Special Containment Procedures: SCP-8962 is to be contained in a locked chamber in a secure containment facility. Subject is to be kept under constant supervision by authorized personnel with Level-5 access with assigned staff on call to make modifications to its chamber when necessary.
The subject's chamber should include one (1) 27-inch JVC color television set, one (1) Sony PS One video game console, a rotating assortment of at least five (5) PS One video games, one (1) blank page notebook, two (2) 2B pencils, one (1) pencil sharpener, one (1) rubber eraser, one (1) cow-pattern Peepy, and one (1) 3-foot dolphin stuffed toy. None of these items are to be removed from SCP-8962's chamber under any circumstances.

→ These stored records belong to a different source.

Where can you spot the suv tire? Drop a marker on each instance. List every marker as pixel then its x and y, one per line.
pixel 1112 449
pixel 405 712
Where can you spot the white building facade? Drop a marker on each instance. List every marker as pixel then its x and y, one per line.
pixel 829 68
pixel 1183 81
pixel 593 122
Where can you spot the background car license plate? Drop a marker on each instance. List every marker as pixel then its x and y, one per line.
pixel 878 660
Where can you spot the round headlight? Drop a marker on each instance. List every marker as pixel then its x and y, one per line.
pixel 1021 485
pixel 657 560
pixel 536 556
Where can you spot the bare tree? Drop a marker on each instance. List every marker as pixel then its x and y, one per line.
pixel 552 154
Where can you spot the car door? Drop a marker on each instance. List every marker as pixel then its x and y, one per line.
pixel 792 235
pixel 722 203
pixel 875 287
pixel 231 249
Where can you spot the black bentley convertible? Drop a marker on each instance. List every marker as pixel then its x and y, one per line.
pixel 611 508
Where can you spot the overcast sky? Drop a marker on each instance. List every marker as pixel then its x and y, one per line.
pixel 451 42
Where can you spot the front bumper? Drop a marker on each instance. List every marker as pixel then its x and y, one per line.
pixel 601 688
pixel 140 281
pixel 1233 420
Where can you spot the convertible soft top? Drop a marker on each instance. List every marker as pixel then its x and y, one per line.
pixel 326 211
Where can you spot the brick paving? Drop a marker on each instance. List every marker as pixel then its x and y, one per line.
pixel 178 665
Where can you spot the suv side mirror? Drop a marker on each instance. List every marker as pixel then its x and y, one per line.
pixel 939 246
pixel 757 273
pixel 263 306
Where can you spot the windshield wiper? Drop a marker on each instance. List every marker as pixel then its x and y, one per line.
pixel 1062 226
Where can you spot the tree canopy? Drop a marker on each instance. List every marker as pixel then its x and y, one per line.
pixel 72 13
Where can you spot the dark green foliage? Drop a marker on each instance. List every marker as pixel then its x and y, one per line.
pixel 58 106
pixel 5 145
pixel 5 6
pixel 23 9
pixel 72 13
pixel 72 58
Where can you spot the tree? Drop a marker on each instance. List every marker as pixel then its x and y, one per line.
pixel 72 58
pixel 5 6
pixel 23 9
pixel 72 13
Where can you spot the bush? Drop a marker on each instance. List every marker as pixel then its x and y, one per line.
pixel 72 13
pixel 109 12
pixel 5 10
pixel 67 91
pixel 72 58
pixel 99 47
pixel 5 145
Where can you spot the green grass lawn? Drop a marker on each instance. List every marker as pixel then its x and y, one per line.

Description: SCP-8962 is a small, 1.67m tall humanoid entity with textured hair which can consistently be found wearing an oversized t-shirt with a long-sleeved, red-and-black striped shirt underneath along with grey knee-length shorts. Subject has expressed a preference for the name 'Tyoma' and insists it be addressed with 'he/him', 'it/its', or 'she/her' pronouns. Subject is known to become hostile when knowingly referred to with 'they/them' pronouns.
SCP-8962 is capable of standard verbal and written communication in either English or French and exhibits behaviors similar to a human adult diagnosed with Attention-deficit/hyperactivity-disorder (ADHD) or Obessive-compulsive disorder (OCD).
Staff assigned to SCP-8962's observance are encouraged to engage in conversation with it. Subject has been known to talk for hours about different genres of rock music or 'Pathologic', a Russian computer game originally released in 2005. Though the subject will claim it is currently running an online website in dedication to the game, the actual website or any traces of it have not yet been discovered.
When SCP-8962 reports dissatisfaction with its surroundings or mental state, it is imperative that steps are taken to calm it down or else it will revert to a colorless, quadrupedal form. In this state, the subject's behavior is highly unpredictable and all staff should avoid entering the subject's chamber until it reverts back to a humanoid form. While the extent of its abilities are still unknown, SCP-8962 has been able to distort reality within its chamber, standing completely still as the interior of the room shifted to resemble the inside of a CVS Pharmacy. When asked, SCP-8962 has reported having no memory of ever entering such a state.